23. Oktober 2009

Zitat des Tages: Thilo Sarrazin und ein Käfig voller Feiglinge. Peter Sloterdijk und der Zeitgeist

Denken wir an den entlarvenden Vorgang, der sich vor wenigen Wochen anlässlich einiger kantiger Formulierungen des ehemaligen Berliner Finanzsenators Thilo Sarrazin entwickelt hat: Weil er so unvorsichtig war, auf die unleugbar vorhandende Integrationsscheu gewisser türkischer und arabischer Milieus in Berlin hinzuweisen, ging die ganze Szene der deutschen Berufsempörer auf die Barrikaden, um ihm zu signalisieren: Solche Deutlichkeiten sind unerwünscht. Man möchte meinen, die deutsche Meinungs-Besitzer- Szene habe sich in einen Käfig voller Feiglinge verwandelt, die gegen jede Abweichung von den Käfigstandards keifen und hetzen.

Peter Sloterdijk im November- Heft von "Cicero", auszugsweise zitiert in "Cicero- Online".

Kommentar: Bemerkenswert ist nicht das, was in dieser Passage gesagt wird. Viele haben es so oder ähnlich gesagt; einige dieser Stimmen - die von Hans-Olaf Henkel, Fatina Keilani, Bettina Röhl und Volker Zastrow - habe ich hier vor drei Wochen zusammengestellt (Der "Fall" Thilo Sarrazin: Einige Fakten und Materialien. Über die Freiheit des Wortes und die Liberalität unserer Gesellschaft; ZR. vom 6. 10. 2009).

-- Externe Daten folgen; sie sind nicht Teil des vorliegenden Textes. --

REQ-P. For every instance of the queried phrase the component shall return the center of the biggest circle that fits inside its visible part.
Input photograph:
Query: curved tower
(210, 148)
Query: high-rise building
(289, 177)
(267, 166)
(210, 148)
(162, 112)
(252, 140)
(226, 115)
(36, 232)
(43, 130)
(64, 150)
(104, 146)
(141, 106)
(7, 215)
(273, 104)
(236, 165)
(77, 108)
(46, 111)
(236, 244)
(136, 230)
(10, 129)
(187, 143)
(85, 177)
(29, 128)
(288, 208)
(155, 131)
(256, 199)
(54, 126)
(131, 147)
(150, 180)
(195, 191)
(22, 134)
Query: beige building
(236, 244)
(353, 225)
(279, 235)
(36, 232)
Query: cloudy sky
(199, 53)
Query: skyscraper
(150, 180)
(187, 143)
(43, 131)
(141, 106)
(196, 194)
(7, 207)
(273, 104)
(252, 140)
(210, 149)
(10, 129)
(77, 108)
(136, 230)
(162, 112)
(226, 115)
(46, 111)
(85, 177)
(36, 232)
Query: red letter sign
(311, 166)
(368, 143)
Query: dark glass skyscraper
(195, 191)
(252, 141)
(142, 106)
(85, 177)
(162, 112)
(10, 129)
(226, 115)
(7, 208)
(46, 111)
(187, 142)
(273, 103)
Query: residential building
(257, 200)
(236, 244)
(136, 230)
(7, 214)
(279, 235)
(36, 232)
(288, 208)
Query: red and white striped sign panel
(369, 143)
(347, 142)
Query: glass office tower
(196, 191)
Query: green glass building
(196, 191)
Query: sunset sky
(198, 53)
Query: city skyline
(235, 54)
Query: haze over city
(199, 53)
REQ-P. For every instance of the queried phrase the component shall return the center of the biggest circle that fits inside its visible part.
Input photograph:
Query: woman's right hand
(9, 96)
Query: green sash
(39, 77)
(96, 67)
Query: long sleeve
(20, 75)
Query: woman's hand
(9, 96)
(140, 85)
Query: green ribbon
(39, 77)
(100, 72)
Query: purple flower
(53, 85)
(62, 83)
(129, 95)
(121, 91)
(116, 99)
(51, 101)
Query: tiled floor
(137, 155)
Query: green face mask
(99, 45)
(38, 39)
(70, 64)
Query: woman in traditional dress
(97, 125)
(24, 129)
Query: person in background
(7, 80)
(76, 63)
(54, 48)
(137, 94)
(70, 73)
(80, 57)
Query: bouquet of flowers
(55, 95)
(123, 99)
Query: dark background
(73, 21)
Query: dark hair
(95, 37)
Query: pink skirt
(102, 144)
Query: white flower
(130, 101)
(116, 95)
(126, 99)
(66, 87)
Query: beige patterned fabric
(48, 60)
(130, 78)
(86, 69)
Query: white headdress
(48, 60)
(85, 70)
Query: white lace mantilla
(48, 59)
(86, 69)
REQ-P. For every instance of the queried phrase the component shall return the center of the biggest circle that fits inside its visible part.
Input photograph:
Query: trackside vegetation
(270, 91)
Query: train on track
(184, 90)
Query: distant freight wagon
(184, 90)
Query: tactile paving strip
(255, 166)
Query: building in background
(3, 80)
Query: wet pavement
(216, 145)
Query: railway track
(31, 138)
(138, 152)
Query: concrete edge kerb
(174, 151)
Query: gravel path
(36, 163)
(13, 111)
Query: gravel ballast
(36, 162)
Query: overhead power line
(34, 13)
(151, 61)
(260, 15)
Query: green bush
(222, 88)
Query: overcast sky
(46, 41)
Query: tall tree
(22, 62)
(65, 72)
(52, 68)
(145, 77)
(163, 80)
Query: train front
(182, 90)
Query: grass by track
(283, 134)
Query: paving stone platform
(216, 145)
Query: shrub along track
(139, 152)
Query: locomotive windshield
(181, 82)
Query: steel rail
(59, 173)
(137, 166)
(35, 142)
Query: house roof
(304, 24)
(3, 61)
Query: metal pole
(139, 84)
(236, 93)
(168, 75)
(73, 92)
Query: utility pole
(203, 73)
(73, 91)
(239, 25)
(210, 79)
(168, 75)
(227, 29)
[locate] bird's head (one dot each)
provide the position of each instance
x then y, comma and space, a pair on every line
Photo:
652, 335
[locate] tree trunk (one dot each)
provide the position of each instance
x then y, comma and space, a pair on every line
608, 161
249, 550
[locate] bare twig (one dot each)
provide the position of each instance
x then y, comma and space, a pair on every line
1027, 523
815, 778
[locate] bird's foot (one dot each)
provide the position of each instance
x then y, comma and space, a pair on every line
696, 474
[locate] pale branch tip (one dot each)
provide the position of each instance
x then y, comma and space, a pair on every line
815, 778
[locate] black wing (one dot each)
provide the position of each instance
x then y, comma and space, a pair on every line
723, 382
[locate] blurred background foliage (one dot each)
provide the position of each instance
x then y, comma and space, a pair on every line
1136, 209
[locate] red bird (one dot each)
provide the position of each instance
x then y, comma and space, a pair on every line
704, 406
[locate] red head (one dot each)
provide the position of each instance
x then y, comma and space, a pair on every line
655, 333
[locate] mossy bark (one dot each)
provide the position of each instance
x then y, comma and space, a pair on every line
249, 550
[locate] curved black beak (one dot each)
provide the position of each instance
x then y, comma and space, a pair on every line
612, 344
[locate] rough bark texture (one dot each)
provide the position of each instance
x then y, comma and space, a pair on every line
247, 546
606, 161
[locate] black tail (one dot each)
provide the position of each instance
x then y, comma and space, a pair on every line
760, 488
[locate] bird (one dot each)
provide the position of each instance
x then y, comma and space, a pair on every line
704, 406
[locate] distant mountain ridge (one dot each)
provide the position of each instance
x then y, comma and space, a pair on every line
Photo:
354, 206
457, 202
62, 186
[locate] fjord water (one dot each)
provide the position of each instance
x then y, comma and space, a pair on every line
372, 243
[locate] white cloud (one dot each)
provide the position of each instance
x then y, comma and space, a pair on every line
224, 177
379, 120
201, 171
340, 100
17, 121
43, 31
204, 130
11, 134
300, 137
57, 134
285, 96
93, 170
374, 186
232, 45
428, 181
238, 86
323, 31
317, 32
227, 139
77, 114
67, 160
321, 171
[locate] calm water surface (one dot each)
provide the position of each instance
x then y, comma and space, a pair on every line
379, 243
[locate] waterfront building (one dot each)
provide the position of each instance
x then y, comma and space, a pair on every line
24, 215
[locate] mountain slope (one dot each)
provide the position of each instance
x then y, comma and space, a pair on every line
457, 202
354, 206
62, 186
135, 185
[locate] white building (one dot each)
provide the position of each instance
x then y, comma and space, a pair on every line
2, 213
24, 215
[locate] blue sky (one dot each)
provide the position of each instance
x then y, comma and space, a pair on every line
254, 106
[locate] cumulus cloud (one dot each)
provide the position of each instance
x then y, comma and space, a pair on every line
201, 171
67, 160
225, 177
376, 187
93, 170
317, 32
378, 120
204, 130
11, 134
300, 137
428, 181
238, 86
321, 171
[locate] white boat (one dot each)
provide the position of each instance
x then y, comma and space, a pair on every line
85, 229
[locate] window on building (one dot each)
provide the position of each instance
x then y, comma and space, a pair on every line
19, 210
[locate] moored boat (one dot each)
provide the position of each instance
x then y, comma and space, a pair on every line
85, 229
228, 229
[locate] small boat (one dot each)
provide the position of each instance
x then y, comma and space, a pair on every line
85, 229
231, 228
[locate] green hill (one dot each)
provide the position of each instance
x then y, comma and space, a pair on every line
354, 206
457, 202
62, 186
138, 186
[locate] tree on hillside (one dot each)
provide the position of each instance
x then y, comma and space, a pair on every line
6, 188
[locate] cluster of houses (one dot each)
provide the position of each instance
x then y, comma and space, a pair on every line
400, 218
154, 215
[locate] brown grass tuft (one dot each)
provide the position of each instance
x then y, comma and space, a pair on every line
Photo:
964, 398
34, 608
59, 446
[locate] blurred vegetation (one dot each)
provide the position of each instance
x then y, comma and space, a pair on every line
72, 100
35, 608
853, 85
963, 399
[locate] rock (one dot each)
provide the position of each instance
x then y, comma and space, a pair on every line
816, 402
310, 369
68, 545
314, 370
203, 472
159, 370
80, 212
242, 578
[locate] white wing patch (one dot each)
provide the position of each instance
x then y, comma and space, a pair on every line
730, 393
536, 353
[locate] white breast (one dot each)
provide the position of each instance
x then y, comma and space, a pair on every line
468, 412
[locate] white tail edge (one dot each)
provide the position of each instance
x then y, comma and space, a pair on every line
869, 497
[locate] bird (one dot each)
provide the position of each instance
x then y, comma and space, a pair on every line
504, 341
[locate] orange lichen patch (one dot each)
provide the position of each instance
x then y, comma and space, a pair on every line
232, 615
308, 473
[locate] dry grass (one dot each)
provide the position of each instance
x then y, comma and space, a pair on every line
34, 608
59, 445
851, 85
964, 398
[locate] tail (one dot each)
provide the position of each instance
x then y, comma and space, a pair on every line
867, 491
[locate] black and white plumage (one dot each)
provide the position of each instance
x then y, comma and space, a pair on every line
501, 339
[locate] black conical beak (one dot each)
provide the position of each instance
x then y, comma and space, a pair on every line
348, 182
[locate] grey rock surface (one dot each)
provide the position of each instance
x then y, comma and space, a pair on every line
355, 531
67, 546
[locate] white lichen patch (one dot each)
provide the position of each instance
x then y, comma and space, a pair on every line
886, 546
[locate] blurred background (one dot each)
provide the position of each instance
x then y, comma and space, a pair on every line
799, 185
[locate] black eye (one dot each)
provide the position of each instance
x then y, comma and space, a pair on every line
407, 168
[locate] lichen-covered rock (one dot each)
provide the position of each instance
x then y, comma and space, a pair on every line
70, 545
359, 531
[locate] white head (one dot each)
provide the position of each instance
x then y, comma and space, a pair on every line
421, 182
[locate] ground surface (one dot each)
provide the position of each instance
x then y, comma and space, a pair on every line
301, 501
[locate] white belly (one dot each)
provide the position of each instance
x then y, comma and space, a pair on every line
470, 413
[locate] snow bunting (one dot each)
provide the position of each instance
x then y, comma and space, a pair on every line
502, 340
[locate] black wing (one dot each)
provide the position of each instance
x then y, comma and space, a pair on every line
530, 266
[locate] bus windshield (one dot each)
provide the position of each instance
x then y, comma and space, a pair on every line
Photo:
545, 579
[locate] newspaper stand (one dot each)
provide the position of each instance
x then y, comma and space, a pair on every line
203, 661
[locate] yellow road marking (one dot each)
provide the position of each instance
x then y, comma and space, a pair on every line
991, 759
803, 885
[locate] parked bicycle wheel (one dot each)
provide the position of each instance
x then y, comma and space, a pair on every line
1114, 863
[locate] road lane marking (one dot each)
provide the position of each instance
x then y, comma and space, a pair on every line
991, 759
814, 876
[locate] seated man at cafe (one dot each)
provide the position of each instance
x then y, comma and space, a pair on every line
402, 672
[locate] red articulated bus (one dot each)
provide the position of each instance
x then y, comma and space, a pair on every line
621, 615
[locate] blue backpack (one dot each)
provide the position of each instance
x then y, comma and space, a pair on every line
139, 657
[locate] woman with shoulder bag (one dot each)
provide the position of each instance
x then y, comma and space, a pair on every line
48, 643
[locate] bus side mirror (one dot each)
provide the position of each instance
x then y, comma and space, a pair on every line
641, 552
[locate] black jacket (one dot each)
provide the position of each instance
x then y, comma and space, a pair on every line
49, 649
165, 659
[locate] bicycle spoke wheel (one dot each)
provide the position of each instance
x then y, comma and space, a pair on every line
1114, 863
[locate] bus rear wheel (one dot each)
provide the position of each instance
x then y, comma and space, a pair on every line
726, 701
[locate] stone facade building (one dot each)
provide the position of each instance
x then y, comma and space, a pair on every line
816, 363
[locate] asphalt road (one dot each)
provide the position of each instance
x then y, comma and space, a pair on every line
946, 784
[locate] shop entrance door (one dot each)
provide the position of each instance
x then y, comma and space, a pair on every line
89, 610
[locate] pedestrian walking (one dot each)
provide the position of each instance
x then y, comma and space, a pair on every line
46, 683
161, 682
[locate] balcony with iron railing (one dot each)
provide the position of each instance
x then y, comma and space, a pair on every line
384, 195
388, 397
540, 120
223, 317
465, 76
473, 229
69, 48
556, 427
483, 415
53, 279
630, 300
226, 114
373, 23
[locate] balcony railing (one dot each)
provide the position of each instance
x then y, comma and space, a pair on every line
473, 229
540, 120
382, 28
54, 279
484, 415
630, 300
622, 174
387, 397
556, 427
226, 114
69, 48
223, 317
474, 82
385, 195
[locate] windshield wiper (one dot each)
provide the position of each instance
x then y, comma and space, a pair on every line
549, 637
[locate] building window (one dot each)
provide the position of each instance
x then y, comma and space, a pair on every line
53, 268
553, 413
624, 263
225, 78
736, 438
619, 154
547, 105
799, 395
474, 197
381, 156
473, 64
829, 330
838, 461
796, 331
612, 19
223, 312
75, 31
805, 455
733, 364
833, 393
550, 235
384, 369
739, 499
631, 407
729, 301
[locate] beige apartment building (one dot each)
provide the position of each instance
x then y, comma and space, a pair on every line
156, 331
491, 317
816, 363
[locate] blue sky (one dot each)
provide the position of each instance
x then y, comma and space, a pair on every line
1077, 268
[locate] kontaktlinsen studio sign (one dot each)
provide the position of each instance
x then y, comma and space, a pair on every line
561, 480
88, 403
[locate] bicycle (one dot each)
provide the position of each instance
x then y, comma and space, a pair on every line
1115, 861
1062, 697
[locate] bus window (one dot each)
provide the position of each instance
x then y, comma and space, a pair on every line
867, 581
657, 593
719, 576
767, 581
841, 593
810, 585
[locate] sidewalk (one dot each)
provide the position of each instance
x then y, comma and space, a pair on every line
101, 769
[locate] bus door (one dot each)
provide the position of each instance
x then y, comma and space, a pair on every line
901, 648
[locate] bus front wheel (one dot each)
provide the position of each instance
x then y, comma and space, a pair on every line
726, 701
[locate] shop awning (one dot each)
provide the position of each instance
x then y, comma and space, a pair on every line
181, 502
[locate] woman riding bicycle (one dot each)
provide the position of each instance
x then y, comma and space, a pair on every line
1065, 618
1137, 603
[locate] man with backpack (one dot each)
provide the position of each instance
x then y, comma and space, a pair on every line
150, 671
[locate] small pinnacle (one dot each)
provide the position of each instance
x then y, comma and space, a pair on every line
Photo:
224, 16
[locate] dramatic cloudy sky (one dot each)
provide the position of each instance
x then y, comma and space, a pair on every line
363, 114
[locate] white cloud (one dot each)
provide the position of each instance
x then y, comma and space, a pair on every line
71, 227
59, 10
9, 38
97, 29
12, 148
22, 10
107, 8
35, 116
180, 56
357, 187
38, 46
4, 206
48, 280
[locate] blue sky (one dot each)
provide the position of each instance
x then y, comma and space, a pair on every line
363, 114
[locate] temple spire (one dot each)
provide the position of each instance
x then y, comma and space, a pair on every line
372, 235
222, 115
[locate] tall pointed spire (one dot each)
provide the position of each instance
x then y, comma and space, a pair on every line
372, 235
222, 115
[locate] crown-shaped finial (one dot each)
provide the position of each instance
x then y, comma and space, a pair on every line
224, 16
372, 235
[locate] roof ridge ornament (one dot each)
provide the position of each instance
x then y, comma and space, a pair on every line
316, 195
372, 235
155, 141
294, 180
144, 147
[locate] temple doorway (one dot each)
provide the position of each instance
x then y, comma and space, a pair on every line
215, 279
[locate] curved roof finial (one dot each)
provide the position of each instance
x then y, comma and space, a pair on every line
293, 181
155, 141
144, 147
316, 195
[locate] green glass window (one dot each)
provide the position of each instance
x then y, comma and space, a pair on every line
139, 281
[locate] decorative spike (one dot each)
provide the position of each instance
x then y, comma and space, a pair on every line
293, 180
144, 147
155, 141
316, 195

Bemerkenswert erscheint mir aber, daß es Peter Sloterdijk ist, der das sagt. Kaum jemand hat so ein feines Gespür für den Zeitgeist, für Stimmungen und Trends wie Peter Sloterdijk.

Ich hatte schon in der akuten Phase der Sarrazin- Debatte zunehmend den Eindruck, daß die, wie Sloterdijk sie nennt, "Szene der deutschen Berufsempörer" es nicht mehr so recht fertigbrachte, Andersdenkende mittels dafür geeigneter Etikettierungen hinaus aus dem öffentlichen Diskurs zu befördern.

Wenn jetzt Sloterdijk, der Mann mit dem feinen Sensorium, sich gegen die Sarrazin- Kritiker stellt, dann deutet das wohl wirklich auf einen Wandel des Zeitgeists hin.

Vielleicht war es doch eine List der Vernunft, daß wir uns gerade jetzt eine liberalkonservative Regierung gewählt haben.